Really depends on the parents. 
My Bentley was 49.8 lbs at 5 mos and 60 lbs at 6 mos. He went up as much as 87 lbs but I've trimmed him down to 80 lbs and I think it's a good weight for him at 3 yrs old. He could weigh more but it wouldn't be healthy for him.
Our new puppy Chase is as narrow as they come. He looks like a cartoon dog but that's his build. He weighs 40 lbs at 5 mos old. I'm guessing he will top at 70 lbs when fully grown. I'm hoping he begins to broaden but I don't want to fatten him up just to see a higher weight on the scale.

- oh wow, according to the chart above the 5 mos weight Bentley is dead on and Chase will only be 60 lbs. My little guy.


----------



## Cpc1972 (Feb 23, 2015)

Ksdenton said:


> Really depends on the parents.
> My Bentley was 49.8 lbs at 5 mos and 60 lbs at 6 mos. He went up as much as 87 lbs but I've trimmed him down to 80 lbs and I think it's a good weight for him at 3 yrs old. He could weigh more but it wouldn't be healthy for him.
> Our new puppy Chase is as narrow as they come. He looks like a cartoon dog but that's his build. He weighs 40 lbs at 5 mos old. I'm guessing he will top at 70 lbs when fully grown. I'm hoping he begins to broaden but I don't want to fatten him up just to see a higher weight on the scale.
> 
> - oh wow, according to the chart above the 5 mos weight Bentley is dead on and Chase will only be 60 lbs. My little guy.


Chloe was 48 at six months. Her adult weight now is 64.


----------



## aesthetic (Apr 23, 2015)

Kaizer was just about 42 pounds at 5 months. He's a year old now and weighs 68.3 pounds.
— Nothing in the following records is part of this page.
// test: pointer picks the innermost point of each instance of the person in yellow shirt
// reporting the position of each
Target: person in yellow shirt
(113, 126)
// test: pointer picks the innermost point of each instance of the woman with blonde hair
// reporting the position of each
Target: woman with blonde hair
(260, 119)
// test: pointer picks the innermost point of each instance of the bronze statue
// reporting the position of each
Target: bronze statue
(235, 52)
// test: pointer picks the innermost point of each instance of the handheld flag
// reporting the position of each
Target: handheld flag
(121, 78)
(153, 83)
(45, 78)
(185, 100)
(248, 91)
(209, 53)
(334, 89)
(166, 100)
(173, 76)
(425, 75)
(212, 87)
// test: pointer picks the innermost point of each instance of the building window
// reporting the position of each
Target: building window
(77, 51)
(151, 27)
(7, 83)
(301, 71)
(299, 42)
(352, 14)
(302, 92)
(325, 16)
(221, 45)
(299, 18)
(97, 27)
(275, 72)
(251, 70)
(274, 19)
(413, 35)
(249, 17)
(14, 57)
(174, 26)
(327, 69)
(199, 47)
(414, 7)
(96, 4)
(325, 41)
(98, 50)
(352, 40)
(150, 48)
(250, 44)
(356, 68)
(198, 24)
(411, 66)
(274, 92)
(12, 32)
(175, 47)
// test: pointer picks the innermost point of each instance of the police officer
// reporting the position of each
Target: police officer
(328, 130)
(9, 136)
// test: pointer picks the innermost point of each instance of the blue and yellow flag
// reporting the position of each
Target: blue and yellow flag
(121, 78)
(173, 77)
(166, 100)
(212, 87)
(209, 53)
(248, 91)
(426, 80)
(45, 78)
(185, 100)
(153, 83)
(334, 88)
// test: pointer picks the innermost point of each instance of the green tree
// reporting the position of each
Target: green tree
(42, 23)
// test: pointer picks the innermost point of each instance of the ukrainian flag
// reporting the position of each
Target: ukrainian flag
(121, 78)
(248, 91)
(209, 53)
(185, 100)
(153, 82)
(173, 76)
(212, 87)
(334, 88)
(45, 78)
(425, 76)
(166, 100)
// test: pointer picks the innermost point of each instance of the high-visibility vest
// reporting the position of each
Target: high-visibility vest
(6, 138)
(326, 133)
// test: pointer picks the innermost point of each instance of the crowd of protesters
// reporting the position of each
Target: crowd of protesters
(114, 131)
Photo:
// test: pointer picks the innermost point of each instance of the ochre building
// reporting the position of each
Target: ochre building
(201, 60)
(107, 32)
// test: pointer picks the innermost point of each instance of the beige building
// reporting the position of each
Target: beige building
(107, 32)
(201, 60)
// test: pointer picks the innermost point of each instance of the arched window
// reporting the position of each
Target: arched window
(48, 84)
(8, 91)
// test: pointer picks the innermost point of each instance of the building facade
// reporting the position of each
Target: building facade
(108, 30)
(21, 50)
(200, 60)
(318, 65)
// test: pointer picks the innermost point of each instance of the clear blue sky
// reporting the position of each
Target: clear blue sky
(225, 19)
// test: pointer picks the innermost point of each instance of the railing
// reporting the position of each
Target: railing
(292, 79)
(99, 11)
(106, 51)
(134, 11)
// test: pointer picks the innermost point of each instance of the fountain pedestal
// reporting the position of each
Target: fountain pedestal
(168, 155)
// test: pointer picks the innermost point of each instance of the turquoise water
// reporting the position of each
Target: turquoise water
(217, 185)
According to the chart above using his 5 months weigh, Kaizer's adult weight would be 59.9 pounds. I think he looks very lean at 68.3 pounds, I'd imagine he'd look very emaciated if he weighed 59.9 pounds now. If I use his 8 week weight, the chart said he'd weigh 87.2 pounds lol


----------



## Ffcmm (May 4, 2016)

My girl's on the smaller side at 5 and a half months she just only hit the 30lbs mark!


----------



## Ksdenton (Mar 17, 2013)

Ffcmm said:


> My girl's on the smaller side at 5 and a half months she just only hit the 30lbs mark!



She reminds me of my Chase. All legs and ears. Lol.


----------